La ambulancia llega al hospital y Manuel ingresa en la unidad de cuidados intensivos. El hombre mata y el hombre trata de atenuar el dolor; trata de reparar lo que él mismo estropea. Cuesta a veces hablar de una generalidad que en ocasiones se disloca, pero qué nudo de contradicción es el hombre. 

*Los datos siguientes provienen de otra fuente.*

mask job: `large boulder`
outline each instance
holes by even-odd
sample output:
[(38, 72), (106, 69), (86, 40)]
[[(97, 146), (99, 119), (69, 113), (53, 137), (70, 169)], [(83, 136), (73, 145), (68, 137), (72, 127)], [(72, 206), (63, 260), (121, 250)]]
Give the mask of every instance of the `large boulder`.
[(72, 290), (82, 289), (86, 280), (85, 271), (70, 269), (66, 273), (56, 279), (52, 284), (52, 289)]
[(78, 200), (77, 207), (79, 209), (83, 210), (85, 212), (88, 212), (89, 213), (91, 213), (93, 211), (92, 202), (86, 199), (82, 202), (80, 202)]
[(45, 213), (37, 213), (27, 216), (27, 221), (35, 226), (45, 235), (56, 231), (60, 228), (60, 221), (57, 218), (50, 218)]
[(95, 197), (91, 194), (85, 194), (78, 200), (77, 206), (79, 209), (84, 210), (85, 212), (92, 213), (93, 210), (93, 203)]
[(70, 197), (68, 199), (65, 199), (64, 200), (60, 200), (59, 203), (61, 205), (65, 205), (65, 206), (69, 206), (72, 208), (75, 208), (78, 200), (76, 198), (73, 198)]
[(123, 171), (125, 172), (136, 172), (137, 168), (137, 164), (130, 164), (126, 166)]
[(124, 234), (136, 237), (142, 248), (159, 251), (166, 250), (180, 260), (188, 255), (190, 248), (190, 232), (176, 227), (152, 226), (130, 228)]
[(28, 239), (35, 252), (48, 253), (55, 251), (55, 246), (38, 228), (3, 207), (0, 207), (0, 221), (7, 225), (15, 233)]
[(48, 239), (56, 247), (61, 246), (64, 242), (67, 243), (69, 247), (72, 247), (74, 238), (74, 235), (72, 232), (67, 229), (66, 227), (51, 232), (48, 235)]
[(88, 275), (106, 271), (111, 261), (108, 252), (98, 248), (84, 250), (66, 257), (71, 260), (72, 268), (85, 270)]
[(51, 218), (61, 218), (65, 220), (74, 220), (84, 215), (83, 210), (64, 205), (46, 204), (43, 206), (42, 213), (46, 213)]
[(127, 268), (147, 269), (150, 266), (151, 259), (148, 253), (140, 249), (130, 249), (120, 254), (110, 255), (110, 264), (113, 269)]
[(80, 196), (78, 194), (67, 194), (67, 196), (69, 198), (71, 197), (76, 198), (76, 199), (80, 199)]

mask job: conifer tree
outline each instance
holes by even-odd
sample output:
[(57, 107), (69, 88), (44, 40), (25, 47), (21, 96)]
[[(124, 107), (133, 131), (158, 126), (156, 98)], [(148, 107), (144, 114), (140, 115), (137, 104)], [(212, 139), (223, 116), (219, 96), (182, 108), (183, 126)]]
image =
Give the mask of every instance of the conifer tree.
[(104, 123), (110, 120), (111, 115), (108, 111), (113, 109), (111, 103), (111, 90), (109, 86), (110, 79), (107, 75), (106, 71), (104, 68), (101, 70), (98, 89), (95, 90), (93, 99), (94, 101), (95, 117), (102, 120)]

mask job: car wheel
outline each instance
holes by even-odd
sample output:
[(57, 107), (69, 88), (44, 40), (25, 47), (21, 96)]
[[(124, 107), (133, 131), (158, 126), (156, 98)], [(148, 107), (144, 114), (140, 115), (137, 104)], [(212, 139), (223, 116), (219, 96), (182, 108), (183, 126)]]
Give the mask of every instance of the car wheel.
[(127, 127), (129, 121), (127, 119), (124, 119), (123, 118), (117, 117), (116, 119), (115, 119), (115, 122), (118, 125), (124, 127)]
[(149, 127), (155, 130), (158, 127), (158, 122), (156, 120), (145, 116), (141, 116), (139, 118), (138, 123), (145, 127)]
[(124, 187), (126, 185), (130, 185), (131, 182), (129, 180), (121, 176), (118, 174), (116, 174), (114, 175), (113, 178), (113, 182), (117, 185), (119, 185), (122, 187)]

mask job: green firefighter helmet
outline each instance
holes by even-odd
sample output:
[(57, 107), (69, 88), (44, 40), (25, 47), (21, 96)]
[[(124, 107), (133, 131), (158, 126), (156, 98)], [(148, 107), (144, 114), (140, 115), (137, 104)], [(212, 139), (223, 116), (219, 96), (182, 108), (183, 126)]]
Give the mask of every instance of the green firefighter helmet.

En la sala de urgencias, mientras la camilla cruza con el cuerpo de Manuel, un padre manosea una hoja cuadriculada. Ha sido arrancada de un cuaderno escolar y contiene las últimas palabras de su hijo. De ese niño, queda apenas un cuerpo reventado que agota su tiempo conectado a una máquina. No han sido las botas de plástico, las botas de caña alta las que han quebrantado sus huesos. Ha sido el callejón sin salida al que se había visto abocada su breve existencia. Intuyó en la muerte un descanso. En esa carta con la que se despide de sus padres, no hay titubeos en su caligrafía. No hay rastro de una sola lágrima que haya arrugado el papel. La mano del niño estaba guiada por la determinación, por una promesa de descanso. En ella, el niño incluso sueña con el próximo viaje, con que el suelo se transforme en su inconsciencia en un blando lecho, en un lago encantando, en un pasadizo hacia otra parte. 

Estas cuatro historias las viví en un mismo día (una en mi entorno y el resto a través de la prensa) y al llegar la noche estaba tan deprimido que no me quedó más remedio que soltarlo todo para no envenenarme. Me había olvidado del texto y aprovecho el parón lector para rescatarlo. Os pido perdón por el chute de pesimismo pre-navideño. La pintura que ilustra estas páginas es "Esqueletos disputándose un arenque ahumado", de James Ensor.